Kim Jong Shin learned Japanese while hauling fish to market part time, stewing in hot springs and touring 350 historical sites in all 47 prefectures.

As part of an executive grooming program for South Korea’s high-tech giant Samsung Group, Kim spent a year in 1992 soaking up Japan’s history, culture and language on company money. He then returned in 1995 to head Samsung Japan Corp.’s new business development division.

Touring western Japan shot down Kim’s preconceptions of all Japanese as modest and shy. He learned that people used different words for “sorry” and “thank you,” that outside Tokyo, there was a very different Japan that could be loud, obnoxious or friendly.

Tokyo continued to surprise him, though. He talked with women who danced on stage in miniskirts at the then-flourishing disco Juliana Tokyo to try to understand why they exposed themselves.

“I learned how diverse Japan is, how strange it is sometimes,” he said, “and I came to love the country for what it is.”

Kim is now president and chief executive officer of Samsung affiliate GameOn Co., based in Tokyo. The company designs real-time games played on computers and mobile phones. South Korean and Japanese game players and programmers are linked online.

Although intensive study prepared Kim for roundabout phrases like “We will study your request in a forward-looking manner,” nothing readied him for what Kim calls “royal business Japanese” in his first year at Samsung Japan.

One encounter with convoluted phraseology was when he offered to take a client out for “yakiniku” grilled beef. The response was, “I will allow myself to presume on the good will of your words.”

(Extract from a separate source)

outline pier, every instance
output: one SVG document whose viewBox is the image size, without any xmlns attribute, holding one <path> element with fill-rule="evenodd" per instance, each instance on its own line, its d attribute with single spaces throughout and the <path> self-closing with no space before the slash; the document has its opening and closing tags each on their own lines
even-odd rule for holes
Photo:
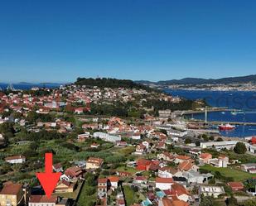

“Was that a yes? Or a no?” Kim had to ask his staff.

So one of the weapons Kim uses in meetings with potential customers is a blank sheet of paper. Putting things in writing is defense against misinterpreting the frequent vague answers regarding yes or no, he said. It also enables him to distinguish between words with seemingly similar sounds, such as 100 (“hyaku”) and 800 (“happyaku”).

Kim jots down the main points of agreement, then shows the paper around, going over each item. The paper later serves as proof of the contents of the talks.

“Japan may not be a contract society, but everyone appreciates a clear delineation of points,” Kim said.

While the fluent Kim pretty much has the language issue under control, there are plenty of challenges at GameOn. In linking Japanese and South Korean online communities via games, GameOn receives constant complaints from Japanese players who demand smooth and quick response at all times. South Korean players are more tolerant of jerks and pauses in the action, Kim said.

“Japan is the world’s best test market,” Kim said. “Nowhere will you find customers as demanding of high quality.”

Cracking open the Japanese market is hard at first, he said. In the fields of both semiconductors and information technology, Japanese executives initially hesitated to do business with South Korean companies, which were perceived as lax about meeting deadlines and quality standards, he said.

But once cracked, “no other market is as friendly and good,” Kim said. “All you need are three true friends in Japan. . . . Once you scale the first wall, which is the highest, you get orders and opportunities that surprise you.”